To evaluate the relationship between service and brand equity for one mobile phone provider, we calculated a Customer Satisfaction index based on an amalgam of customer satisfaction questions. Three groups of customers were created based on their level of service satisfaction. The higher their customer satisfaction, the more likely they were to endorse key brand health statements such as “are brands you want to be seen with” and “are trustworthy and reliable.”
Higher customer satisfaction relates to stronger image
For another analysis, we added questions to BrandZ, our global brand
equity study, asking respondents if they would be extremely likely to
recommend a brand to friends or colleagues, or if they would be unlikely
to recommend it. By subtracting the “unlikely” score from the
“extremely likely,” we created a “net” recommendation score for the
brand.
We looked at these scores for different brand “typologies”

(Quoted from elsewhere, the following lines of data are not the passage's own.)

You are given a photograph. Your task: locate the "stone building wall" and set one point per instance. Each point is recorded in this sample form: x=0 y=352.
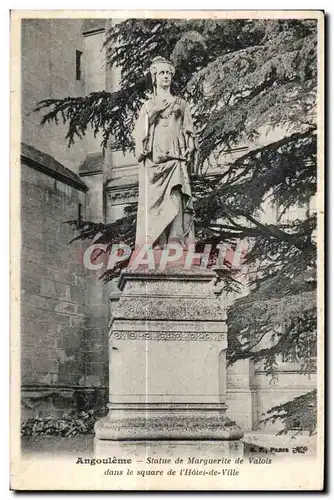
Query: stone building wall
x=64 y=306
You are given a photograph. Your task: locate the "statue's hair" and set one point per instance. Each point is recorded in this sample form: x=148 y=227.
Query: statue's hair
x=160 y=60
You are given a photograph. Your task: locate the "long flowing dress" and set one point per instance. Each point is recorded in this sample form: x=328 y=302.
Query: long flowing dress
x=165 y=208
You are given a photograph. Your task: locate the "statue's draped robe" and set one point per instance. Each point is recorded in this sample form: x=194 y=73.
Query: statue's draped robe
x=165 y=208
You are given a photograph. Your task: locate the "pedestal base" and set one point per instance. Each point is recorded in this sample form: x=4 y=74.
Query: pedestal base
x=172 y=421
x=139 y=451
x=167 y=368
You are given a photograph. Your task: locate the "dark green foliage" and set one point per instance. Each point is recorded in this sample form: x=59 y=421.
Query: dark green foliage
x=298 y=415
x=252 y=85
x=67 y=426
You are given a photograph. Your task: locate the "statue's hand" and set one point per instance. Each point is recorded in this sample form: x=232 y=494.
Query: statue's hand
x=159 y=107
x=189 y=153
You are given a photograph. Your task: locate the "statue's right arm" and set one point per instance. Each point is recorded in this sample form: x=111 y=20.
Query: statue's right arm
x=140 y=133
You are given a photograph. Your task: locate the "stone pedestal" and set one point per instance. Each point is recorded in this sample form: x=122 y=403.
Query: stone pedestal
x=167 y=366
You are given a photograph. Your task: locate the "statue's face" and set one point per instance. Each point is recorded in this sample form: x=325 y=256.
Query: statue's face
x=164 y=76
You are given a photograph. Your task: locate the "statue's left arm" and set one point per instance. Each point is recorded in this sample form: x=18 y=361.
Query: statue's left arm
x=189 y=133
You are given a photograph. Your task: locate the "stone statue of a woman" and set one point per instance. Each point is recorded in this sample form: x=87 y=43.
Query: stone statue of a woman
x=165 y=147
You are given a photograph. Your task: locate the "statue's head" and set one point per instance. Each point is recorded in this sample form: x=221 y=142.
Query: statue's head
x=162 y=72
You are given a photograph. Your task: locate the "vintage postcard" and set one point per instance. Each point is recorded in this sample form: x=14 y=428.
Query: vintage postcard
x=167 y=218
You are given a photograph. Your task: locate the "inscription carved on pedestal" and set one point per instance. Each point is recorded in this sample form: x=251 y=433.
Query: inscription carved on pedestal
x=183 y=336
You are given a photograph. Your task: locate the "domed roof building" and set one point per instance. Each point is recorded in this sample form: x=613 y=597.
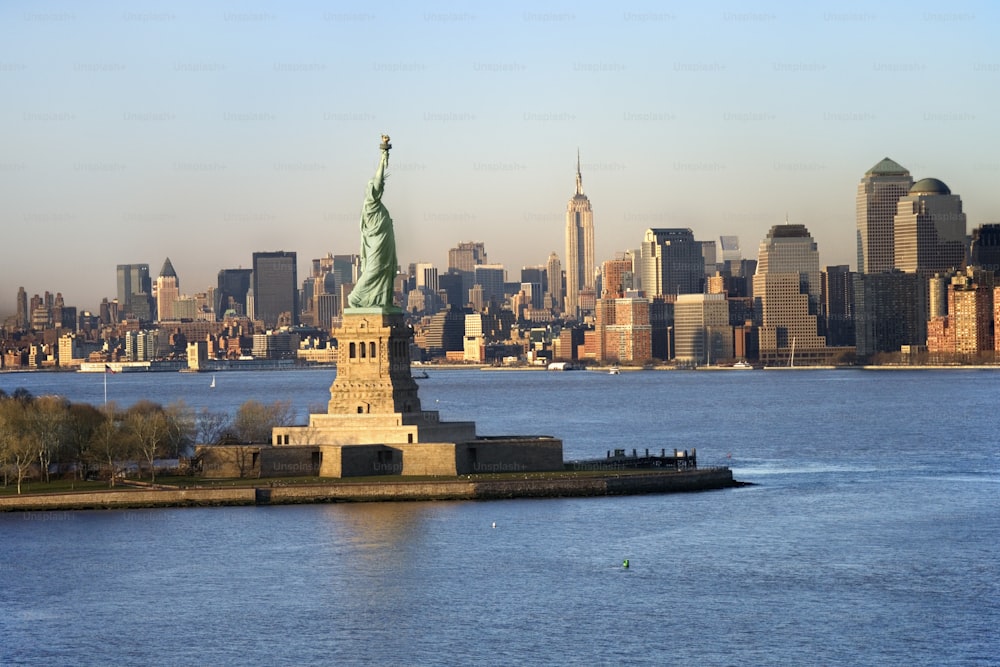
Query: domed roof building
x=929 y=229
x=929 y=186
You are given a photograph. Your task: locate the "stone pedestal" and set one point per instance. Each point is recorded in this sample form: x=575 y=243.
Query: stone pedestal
x=373 y=365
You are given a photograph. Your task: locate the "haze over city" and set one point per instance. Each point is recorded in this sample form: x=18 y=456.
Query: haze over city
x=206 y=133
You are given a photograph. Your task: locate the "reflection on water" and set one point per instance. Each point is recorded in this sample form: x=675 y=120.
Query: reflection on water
x=861 y=542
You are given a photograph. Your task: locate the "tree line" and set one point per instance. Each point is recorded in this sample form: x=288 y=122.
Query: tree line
x=45 y=435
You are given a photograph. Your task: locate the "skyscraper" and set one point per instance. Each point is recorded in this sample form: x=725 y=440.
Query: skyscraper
x=491 y=278
x=878 y=192
x=671 y=262
x=275 y=288
x=786 y=291
x=463 y=260
x=167 y=292
x=890 y=311
x=553 y=269
x=838 y=303
x=984 y=251
x=22 y=309
x=702 y=334
x=929 y=229
x=135 y=290
x=231 y=294
x=616 y=277
x=579 y=246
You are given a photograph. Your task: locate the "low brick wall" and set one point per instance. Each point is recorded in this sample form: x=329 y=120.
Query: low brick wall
x=449 y=489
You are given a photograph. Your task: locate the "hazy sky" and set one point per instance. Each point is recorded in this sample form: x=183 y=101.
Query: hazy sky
x=203 y=132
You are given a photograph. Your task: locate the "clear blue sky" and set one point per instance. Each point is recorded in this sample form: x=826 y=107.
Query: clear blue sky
x=206 y=131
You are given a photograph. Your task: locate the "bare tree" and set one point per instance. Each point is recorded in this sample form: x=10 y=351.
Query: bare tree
x=150 y=428
x=255 y=421
x=48 y=423
x=84 y=419
x=210 y=427
x=18 y=449
x=110 y=444
x=181 y=428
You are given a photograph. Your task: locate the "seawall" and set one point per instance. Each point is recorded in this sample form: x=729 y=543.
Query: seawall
x=558 y=486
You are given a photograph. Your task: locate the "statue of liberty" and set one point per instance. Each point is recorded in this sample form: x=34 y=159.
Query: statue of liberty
x=374 y=288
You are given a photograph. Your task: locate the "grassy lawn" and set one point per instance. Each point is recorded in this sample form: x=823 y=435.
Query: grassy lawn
x=55 y=486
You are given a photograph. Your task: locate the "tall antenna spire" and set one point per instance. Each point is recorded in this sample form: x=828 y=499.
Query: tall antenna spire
x=579 y=178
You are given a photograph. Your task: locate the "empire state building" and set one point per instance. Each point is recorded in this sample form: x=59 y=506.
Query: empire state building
x=579 y=246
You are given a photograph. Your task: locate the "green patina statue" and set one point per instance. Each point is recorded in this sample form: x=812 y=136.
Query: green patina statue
x=374 y=288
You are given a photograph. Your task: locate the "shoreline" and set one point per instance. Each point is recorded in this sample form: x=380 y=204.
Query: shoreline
x=557 y=486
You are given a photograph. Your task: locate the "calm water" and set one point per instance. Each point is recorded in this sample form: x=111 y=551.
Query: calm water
x=871 y=537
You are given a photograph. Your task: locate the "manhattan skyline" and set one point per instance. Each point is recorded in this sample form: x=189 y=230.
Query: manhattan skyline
x=206 y=134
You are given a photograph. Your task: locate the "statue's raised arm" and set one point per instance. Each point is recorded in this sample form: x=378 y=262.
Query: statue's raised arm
x=374 y=288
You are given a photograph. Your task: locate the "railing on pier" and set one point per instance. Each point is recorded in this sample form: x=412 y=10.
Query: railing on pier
x=680 y=459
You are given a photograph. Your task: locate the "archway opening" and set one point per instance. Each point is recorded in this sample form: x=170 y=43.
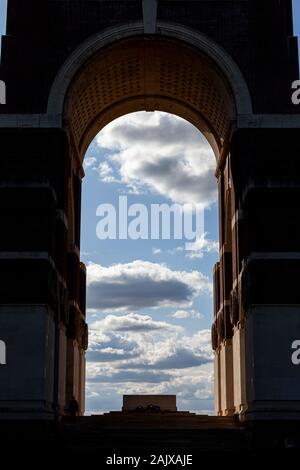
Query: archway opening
x=149 y=287
x=111 y=79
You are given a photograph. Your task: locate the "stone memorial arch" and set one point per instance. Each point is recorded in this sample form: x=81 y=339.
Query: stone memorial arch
x=70 y=68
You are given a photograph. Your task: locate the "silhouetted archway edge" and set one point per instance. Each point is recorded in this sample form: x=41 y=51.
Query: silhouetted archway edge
x=121 y=70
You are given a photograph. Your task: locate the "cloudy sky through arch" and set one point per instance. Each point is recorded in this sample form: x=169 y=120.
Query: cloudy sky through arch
x=149 y=301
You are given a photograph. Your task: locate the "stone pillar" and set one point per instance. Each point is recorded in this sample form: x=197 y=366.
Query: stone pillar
x=36 y=290
x=266 y=296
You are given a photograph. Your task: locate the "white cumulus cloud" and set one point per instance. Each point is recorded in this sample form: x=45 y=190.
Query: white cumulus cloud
x=142 y=284
x=162 y=152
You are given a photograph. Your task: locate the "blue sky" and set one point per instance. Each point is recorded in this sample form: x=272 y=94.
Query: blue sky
x=149 y=301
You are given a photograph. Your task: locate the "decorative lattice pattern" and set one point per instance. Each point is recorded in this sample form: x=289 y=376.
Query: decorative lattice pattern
x=149 y=70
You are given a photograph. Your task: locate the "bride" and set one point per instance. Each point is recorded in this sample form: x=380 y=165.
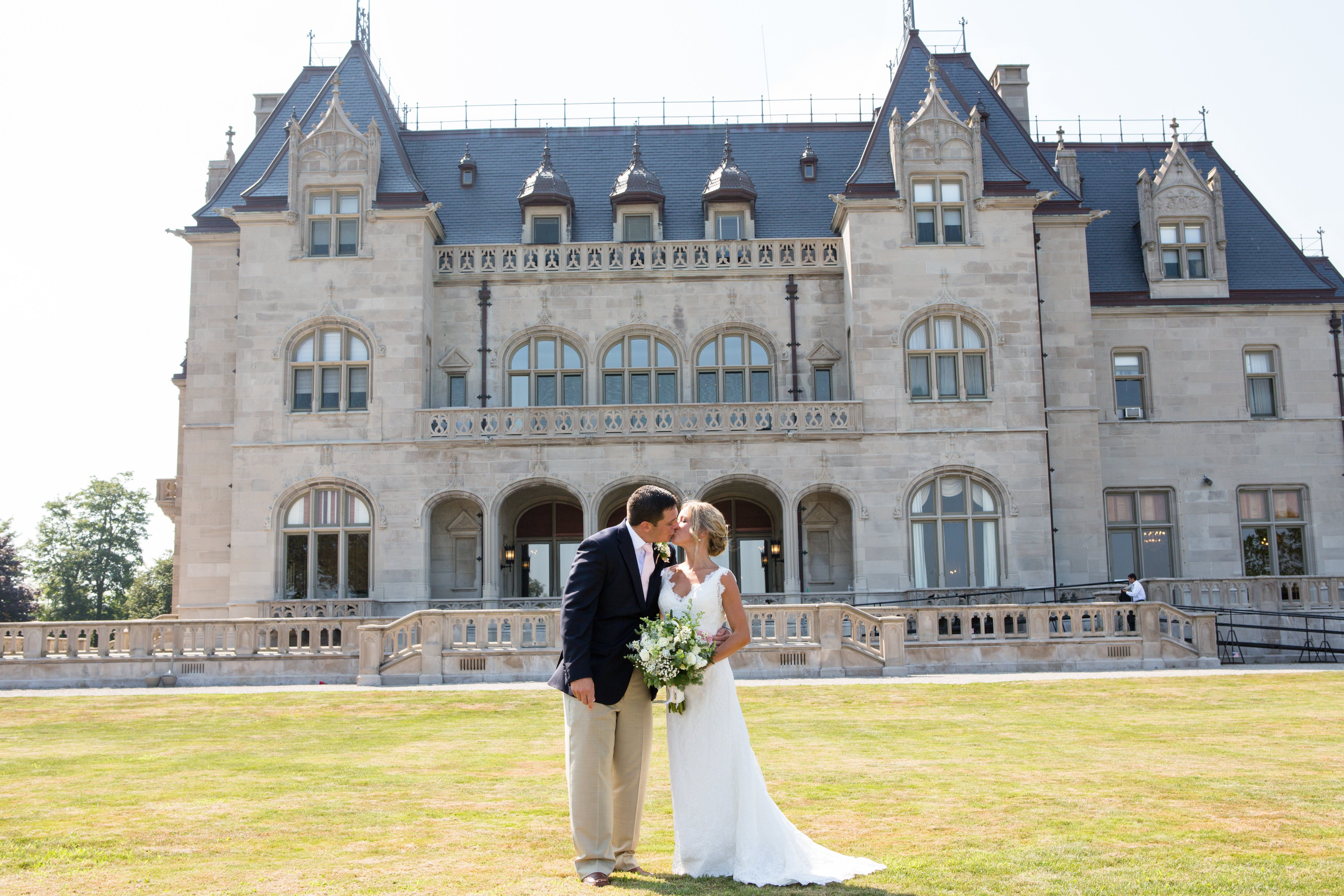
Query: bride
x=722 y=816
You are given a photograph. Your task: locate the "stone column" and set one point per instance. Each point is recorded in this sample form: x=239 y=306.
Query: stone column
x=894 y=647
x=432 y=648
x=370 y=656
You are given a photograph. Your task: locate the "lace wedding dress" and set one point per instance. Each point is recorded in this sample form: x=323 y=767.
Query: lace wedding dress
x=722 y=816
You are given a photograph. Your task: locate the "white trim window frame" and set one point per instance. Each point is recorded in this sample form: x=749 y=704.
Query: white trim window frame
x=327 y=546
x=940 y=211
x=948 y=361
x=733 y=367
x=639 y=370
x=1142 y=534
x=330 y=373
x=956 y=530
x=1261 y=366
x=334 y=222
x=1129 y=373
x=545 y=371
x=1185 y=248
x=1273 y=530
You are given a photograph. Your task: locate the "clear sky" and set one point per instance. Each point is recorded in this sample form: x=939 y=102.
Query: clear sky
x=116 y=108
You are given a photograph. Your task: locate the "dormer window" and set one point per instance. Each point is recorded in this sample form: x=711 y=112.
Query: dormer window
x=1183 y=250
x=334 y=214
x=939 y=210
x=467 y=168
x=546 y=230
x=639 y=229
x=729 y=226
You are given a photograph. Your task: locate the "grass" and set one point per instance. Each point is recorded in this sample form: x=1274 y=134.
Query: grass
x=1123 y=786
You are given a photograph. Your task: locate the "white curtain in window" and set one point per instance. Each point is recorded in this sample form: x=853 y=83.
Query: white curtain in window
x=988 y=554
x=944 y=332
x=921 y=567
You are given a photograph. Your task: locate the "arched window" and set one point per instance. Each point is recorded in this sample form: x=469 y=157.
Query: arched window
x=751 y=551
x=955 y=535
x=545 y=371
x=327 y=532
x=548 y=537
x=947 y=358
x=335 y=361
x=733 y=367
x=639 y=370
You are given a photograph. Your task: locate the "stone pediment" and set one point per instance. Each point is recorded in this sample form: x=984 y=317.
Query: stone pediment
x=455 y=361
x=464 y=523
x=823 y=354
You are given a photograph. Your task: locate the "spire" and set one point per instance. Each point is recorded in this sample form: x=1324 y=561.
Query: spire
x=636 y=183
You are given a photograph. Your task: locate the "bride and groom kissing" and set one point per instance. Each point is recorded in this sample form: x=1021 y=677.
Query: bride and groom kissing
x=724 y=820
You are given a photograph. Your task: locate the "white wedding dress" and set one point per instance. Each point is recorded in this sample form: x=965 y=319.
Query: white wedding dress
x=722 y=816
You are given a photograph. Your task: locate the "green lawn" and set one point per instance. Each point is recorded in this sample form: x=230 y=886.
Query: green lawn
x=1198 y=785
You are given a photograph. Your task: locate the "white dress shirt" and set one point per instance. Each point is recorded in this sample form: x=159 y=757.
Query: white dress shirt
x=644 y=554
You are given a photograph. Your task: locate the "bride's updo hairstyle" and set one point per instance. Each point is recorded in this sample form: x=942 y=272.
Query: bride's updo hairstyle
x=708 y=523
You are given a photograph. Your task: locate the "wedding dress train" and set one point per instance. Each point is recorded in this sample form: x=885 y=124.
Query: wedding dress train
x=722 y=816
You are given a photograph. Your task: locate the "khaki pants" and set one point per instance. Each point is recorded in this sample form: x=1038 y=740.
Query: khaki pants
x=607 y=764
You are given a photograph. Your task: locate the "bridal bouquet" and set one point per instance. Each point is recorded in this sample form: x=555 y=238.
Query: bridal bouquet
x=674 y=653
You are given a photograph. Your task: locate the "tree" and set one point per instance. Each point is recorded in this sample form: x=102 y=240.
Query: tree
x=88 y=549
x=17 y=600
x=151 y=592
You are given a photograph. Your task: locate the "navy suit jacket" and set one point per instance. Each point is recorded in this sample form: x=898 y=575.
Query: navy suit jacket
x=600 y=613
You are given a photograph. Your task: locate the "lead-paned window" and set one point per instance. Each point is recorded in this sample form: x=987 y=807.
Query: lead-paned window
x=955 y=535
x=733 y=367
x=639 y=370
x=544 y=373
x=1273 y=531
x=1131 y=375
x=327 y=546
x=330 y=371
x=1140 y=534
x=333 y=224
x=940 y=211
x=947 y=361
x=1261 y=382
x=1185 y=250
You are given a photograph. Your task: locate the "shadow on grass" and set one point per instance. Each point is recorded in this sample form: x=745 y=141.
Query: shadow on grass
x=687 y=884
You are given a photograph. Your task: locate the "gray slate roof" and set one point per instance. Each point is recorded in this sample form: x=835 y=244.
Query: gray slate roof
x=1260 y=254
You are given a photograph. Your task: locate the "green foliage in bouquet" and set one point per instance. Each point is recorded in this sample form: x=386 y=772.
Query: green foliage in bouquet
x=672 y=653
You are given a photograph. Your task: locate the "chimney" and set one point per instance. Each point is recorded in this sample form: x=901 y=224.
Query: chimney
x=1066 y=166
x=1011 y=84
x=267 y=103
x=220 y=168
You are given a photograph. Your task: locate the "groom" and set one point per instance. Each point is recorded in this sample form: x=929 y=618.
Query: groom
x=613 y=585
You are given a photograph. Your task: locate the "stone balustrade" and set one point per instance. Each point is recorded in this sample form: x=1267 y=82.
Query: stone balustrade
x=781 y=418
x=433 y=647
x=685 y=258
x=1308 y=593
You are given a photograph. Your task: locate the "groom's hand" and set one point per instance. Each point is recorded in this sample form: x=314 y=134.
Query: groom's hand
x=583 y=691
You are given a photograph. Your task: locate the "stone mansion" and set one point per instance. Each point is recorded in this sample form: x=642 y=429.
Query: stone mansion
x=913 y=354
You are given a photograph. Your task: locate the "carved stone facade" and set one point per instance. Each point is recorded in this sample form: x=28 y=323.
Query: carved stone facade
x=609 y=365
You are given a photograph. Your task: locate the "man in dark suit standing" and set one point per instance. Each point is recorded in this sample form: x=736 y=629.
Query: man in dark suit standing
x=613 y=585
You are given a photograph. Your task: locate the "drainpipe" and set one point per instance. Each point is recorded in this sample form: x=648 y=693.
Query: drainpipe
x=1045 y=404
x=1339 y=375
x=792 y=297
x=484 y=301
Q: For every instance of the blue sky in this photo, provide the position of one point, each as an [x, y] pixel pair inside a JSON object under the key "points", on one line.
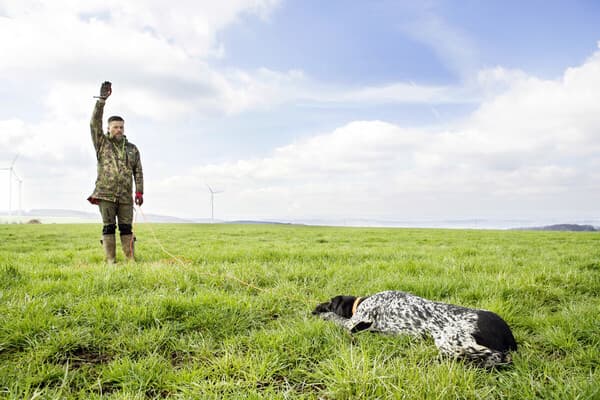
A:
{"points": [[306, 109]]}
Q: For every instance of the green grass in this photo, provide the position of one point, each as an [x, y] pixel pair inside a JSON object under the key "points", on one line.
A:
{"points": [[73, 327]]}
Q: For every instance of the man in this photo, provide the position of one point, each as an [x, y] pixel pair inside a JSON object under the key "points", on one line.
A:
{"points": [[118, 162]]}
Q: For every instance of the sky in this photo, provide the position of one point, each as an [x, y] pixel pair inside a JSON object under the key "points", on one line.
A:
{"points": [[388, 110]]}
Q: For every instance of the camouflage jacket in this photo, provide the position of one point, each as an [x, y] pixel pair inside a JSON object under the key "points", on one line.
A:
{"points": [[118, 162]]}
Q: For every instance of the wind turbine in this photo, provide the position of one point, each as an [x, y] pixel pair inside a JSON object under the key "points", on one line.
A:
{"points": [[11, 172], [212, 202]]}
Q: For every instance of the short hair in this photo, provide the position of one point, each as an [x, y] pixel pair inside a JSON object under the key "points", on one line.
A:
{"points": [[115, 118]]}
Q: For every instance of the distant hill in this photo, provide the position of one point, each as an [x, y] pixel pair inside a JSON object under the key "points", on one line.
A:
{"points": [[563, 228], [60, 215]]}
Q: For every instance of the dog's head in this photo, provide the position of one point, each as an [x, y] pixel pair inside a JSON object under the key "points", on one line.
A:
{"points": [[341, 305]]}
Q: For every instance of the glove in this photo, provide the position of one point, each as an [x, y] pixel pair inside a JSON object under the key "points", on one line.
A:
{"points": [[139, 198], [105, 90]]}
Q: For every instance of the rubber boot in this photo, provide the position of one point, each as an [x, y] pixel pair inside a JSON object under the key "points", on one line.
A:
{"points": [[128, 244], [110, 248]]}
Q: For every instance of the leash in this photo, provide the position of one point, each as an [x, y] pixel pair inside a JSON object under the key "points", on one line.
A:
{"points": [[206, 273]]}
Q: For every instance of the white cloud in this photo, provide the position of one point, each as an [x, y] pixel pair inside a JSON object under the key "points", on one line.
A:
{"points": [[534, 145]]}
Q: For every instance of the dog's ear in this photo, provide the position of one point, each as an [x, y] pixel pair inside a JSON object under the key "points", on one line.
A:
{"points": [[342, 305]]}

(an independent classification of brands based on their size and
strength). We found that the strongest brands, the “Olympics,” had an
average recommendation score of 56. A much weaker group of established
brands called “Fading Stars” had scores of 37, while the most vulnerable
brands, those classified as “Weak,” averaged 29.
As these examples suggest, effective management of the customer experience is key to building customer commitment, brand equity, and hence sustained financial success. However, to consistently deliver a quality customer experience in any kind of extended business operation is easier said than done. Senior management may be unwilling to buy in to the expense — in terms of both time and money — of reorganization and training.
The Value of a Satisfied Customer
We have been able to quantify the financial rewards of some of these investments and have found them to be substantial. For one bank, we took a sample of customers and compared their responses to a survey with their behavior over the ensuing 12 months. We considered using a number of metrics: satisfaction, advocacy, retention, warmth. As it turned out, they were all highly related to each other, so we chose satisfaction, since it linked in with the client’s other customer satisfaction metrics.
Our research measured the number of products held prior to the start of the study, and then, using information on products that were open or closed in the subsequent year, we were able to calculate the average number of products opened or closed for each point on the satisfaction scale. Likewise, by subtracting the number of products closed from products opened, we arrived at the net product uptake for each point on the satisfaction scale.